The energy appetite of the world's data centres could reach around 945 terawatt-hours (TWh) by 2030, according to a new report from the International Energy Agency (IEA). This will be slightly greater than the energy requirement of the entire country of Japan.
Currently, the electricity generation to power data centres is estimated to be around 415 terawatt hours (TWh), which amounts to about 1.5 per cent of the global electricity consumption in 2024. It has grown at 12 per cent per year over the last five years.
The increase is driven by artificial intelligence (AI). “AI is one of the biggest stories in the energy world today — but until now, policymakers and markets lacked the tools to fully understand the wide-ranging impacts,” IEA Executive Director Fatih Birol said in a statement.
Birol added that the global electricity demand from data centres is set to more than double over the next five years, concentrated in some countries. For instance, data centres in the United States could account for almost half of the growth in electricity demand.
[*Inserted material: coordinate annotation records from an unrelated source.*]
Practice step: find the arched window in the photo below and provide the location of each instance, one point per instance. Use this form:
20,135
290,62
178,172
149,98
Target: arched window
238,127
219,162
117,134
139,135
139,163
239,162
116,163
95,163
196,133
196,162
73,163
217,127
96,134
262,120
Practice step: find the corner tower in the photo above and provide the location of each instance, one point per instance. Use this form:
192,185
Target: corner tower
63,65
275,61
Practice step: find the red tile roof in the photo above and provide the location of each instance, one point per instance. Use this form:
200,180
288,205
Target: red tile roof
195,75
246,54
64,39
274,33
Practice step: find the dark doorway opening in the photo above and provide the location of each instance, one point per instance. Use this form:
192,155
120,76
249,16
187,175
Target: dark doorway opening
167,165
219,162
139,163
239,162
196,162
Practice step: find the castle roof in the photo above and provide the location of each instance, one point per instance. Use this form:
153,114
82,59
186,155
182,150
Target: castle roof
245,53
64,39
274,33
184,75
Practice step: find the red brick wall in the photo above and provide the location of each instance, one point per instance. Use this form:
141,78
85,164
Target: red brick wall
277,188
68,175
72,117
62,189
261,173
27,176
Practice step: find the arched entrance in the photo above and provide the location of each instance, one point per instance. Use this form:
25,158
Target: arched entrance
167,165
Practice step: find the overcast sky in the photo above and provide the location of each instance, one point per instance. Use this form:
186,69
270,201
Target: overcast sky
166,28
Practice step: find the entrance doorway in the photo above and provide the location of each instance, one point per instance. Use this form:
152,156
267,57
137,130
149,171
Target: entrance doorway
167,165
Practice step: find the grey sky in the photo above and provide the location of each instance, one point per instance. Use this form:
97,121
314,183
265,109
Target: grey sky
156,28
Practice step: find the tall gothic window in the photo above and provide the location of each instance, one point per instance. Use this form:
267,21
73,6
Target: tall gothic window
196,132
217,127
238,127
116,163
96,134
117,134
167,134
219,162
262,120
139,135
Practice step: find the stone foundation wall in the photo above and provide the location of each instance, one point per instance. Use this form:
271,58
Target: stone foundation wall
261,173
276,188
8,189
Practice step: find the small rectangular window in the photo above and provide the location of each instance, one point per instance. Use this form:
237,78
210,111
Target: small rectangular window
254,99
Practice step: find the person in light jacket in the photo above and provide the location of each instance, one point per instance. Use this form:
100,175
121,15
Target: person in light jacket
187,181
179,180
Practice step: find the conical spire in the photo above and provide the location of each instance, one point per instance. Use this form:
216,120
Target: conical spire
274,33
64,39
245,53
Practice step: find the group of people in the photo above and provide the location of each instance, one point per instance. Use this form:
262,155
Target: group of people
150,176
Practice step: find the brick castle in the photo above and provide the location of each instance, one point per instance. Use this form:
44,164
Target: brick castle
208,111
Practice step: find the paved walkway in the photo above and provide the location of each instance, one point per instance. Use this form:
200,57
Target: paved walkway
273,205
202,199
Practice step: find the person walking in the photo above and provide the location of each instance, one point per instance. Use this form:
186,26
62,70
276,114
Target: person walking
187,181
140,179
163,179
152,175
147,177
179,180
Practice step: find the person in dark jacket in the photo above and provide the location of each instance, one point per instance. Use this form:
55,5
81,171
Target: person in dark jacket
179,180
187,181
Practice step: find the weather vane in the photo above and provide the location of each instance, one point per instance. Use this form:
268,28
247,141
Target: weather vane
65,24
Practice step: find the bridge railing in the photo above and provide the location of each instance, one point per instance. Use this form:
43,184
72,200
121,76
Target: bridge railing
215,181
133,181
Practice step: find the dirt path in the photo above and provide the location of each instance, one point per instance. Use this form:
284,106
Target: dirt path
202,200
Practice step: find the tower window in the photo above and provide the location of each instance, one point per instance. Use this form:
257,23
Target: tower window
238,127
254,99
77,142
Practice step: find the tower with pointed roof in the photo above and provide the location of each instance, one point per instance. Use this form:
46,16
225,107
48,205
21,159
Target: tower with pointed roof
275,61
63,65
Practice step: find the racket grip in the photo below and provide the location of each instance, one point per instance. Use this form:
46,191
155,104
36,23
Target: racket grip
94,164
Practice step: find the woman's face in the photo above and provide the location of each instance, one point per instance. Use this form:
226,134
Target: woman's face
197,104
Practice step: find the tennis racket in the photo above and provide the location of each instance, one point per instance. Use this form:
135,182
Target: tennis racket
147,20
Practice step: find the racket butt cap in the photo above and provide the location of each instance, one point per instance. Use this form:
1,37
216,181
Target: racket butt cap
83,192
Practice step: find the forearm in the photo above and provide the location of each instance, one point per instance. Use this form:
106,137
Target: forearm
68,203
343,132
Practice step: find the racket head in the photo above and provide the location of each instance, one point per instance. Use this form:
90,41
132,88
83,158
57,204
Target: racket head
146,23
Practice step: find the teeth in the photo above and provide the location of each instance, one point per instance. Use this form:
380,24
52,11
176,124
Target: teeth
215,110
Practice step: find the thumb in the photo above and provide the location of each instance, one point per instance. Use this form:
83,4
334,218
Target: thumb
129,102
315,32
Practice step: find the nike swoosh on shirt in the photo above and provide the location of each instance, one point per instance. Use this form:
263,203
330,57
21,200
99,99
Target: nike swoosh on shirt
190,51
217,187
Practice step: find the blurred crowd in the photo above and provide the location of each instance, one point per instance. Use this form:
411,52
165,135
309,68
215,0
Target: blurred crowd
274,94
Data centres provide infrastructure for training and deploying AI models. These facilities house servers (computers that process and store data and account for 60 per cent of the energy demand), storage systems (devices for centralised storage and backup, account for around 5 per cent of electricity consumption), networking equipment (consists of switches to connect devices, routers to direct traffic, which also make up 5 per cent) and associated components like equipment needed to regulate temperature and humidity to keep IT equipment running at optimal conditions. The electricity consumption ranges from 7-30 per cent, depending on the efficiency levels.
A conventional data centre consumes around 10-25 megawatts (MW) of electricity, while a hyperscale, AI-focused data centre can have a capacity of 100 MW or more, consuming as much electricity annually as 100,000 households, the report stated. Data centres that are AI-focused are increasing in size to accommodate larger models that come with the growing demand for AI services.
Currently, coal makes up the largest source of electricity, with a share of about 30 per cent, followed by renewables, contributing 27 per cent of the electricity consumed by data centres globally. The third and the fourth largest sources are natural gas and nuclear energy, meeting 26 per cent and 15 per cent of the demand.
Over the next few years, the landscape is likely to change, with renewables meeting nearly half of the additional demand, followed by natural gas and coal. Nuclear could begin playing an increasingly important role towards the end of this decade. Small Modular Reactors (SMR) could enter the energy mix post 2030. SMRs are advanced nuclear reactors that have a power capacity of up to 300 megawatt-equivalent MW(e) per unit.
The first SMRs are expected to be commissioned in the US after 2030. Technology companies have plans to finance more than 20 gigawatts (GW) of SMRs to date.
SMRs are likely to increase efficiency. “While SMRs may not directly reduce energy demand, they can contribute to lowering overall system energy use through more efficient energy generation and distribution,“ Maria Basso, head, AI Applications and Impact, C4IR Digital Technologies, World Economic Forum, had told Down To Earth.
They can also reduce the need for fossil fuel-based backup power. “For example, when renewables like wind or solar experience intermittency or low-generation periods, SMRs can provide consistent energy without defaulting to inefficient fossil fuel options,” Basso explained, adding that SMRs still remain a developing technology, and their cost, safety and regulatory challenges are being assessed.
The report also warned of cybersecurity concerns with increased electrification, digitalisation and connectiveness of the energy sector.
There are also concerns about energy security as building data centres require critical minerals, which are concentrated in the hands of a few.
China accounts for 95 per cent of gallium refining, leading to significant vulnerabilities to supply shocks when supply from large producers is disrupted due to extreme weather events, industrial accidents, trade disruptions or geopolitics. This is worrying, given that data centre demand for gallium could reach up to 10 per cent of the present-day supply by 2030.
AI has also created an energy paradox. While the technology has a huge energy demand, it could also be used to reduce emissions by optimising the operation of electricity grids and thus making the energy sector more efficient.
AI could potentially offset emissions reductions if adoption of the technology is widespread, according to the report. It could speed up innovation in energy technologies such as batteries and solar energy.
“AI is a tool, potentially an incredibly powerful one, but it is up to us — our societies, governments and companies — how we use it,” Birol said.
The key, Basso added, is to integrate environmental considerations into AI development from the start — while minimising AI applications that add no value to our economy, industries and society.